Okej, skończyłem bb, całkiem spoko gra, mocne 8/10. Absolutnie cudownie było zwiedzać lokacje, w których grała jakaś muzyka, strasznie dobrze budowało to klimat, Yahar'gul i Górny rewir katedralny były przez to super, oby więcej tego w przyszłości. Generalnie dałbym 9/10, ale jakaś połowa bossów w grze to rozczarowanie, a dla mnie to najważniejszy aspekt tych gier. #bloodborne #ps4
@dizzydom: Ja przechodziłem dlc na poziomie 80-85 i też przestałem lvlować, bo się czułem za mocny, dopiero kos mi sprawił problemy ( ͡°ʖ̯͡°) Zwykłe ng of kors
@Blond_Ortograficzny: ja dodatek odpaliłem po zakończeniu gry i powiem szczerze że było wymagająco, szczególnie z bestia Ludwiga. Boss w wieży był bardzo przyjemny, ale na sierotę to nie mam słów :|
@dizzydom: Ja odpaliłem przed samym końcem, bo mi się nie chciało przechodzić specjalnie taki kawałek. Z sierotą też sobie nie mogłem poradzić, póki nie zmieniłem broni na Wirującą Piłę, bardzo polecam (⌐͡■͜ʖ͡■)
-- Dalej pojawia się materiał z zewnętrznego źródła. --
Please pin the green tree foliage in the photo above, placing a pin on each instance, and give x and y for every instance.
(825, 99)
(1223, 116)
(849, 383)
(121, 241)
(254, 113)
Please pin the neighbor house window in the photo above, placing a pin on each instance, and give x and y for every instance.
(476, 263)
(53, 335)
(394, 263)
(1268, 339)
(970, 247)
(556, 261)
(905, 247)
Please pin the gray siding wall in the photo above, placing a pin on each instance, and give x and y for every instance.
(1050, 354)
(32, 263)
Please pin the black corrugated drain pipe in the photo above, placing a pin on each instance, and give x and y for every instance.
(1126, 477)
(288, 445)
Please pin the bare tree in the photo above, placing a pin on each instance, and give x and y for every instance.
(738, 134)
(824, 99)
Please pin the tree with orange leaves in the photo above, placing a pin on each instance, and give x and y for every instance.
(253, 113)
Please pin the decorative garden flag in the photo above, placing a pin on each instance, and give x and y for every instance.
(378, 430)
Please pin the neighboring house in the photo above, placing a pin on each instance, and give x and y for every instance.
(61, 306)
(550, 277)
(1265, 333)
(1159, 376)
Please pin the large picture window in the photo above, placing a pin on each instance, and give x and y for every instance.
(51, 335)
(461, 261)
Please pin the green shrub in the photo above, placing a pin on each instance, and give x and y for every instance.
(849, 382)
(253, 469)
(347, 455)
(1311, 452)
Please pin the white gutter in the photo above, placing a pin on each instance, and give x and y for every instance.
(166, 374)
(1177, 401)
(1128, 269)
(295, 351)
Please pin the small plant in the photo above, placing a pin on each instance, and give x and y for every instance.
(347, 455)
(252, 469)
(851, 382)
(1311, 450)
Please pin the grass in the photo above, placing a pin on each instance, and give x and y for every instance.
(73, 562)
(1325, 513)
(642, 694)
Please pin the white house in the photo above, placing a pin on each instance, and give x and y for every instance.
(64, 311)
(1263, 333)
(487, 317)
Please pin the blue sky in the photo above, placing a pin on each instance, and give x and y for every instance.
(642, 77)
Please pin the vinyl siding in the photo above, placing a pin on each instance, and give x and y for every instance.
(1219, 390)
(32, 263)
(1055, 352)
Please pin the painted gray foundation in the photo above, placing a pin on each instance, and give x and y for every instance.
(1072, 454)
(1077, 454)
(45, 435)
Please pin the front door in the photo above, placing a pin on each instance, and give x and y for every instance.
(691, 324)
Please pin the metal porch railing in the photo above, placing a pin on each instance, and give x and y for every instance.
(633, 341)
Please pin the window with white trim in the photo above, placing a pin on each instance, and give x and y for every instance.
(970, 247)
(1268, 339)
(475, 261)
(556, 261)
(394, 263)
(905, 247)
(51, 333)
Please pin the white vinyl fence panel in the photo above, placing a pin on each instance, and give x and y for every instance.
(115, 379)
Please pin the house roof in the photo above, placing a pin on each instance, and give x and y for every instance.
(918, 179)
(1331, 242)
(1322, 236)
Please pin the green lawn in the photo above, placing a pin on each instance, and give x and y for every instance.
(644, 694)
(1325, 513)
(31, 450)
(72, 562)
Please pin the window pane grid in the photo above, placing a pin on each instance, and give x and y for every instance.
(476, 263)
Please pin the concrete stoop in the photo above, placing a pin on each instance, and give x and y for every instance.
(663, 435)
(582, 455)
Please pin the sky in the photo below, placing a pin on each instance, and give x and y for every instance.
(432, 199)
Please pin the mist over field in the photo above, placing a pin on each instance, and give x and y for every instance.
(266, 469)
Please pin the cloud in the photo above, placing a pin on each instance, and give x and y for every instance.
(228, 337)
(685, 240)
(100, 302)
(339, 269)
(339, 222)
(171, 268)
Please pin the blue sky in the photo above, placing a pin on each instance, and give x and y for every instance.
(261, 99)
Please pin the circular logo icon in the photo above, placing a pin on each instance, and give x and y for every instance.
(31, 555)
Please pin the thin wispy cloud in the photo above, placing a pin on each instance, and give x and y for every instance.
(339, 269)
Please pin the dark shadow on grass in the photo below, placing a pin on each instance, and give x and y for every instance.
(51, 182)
@Blond_Ortograficzny: @dizzydom: rozrpuwacz to moja ulubiona bron, fajna jest tez wlocznia karabinowa, gwintowana laska i jej wieksza odmiana, ktorej nazwy nie pamietam. co do bossow to juz od demons souls ta seria nie stawiala na efekciarstwo dla efekciarstwa. obok bossow o fantazyjnym projektach i wielkich rozmiarach byli bossowie o ludzkich postaciach. niektore walki polegaly bardziej na odnalezieniu ukrytej taktyki niz na czystym ataku i unikach. takimi bossami sa na przyklad
@Vigorowicz: No i te niektóre walki przez większość ludzi są uważane za najgorszych bossów w grach, Micolas to w ogóle powinien jakąś nagrodę tego typu dostać za taki gówniany pomysł. Dla mnie jeszcze paarl i amygdala są słabi, bo nic nie widać podczas walki. A Mergo, Obecność Księżyca, Rom, odrodzony, cienie z yarhnam byli zwyczajnie banalni do pokonania, powiedziałbym nawet, że czułem się, jakbym walczył ze zwykłym przeciwnikiem, niż z bossem.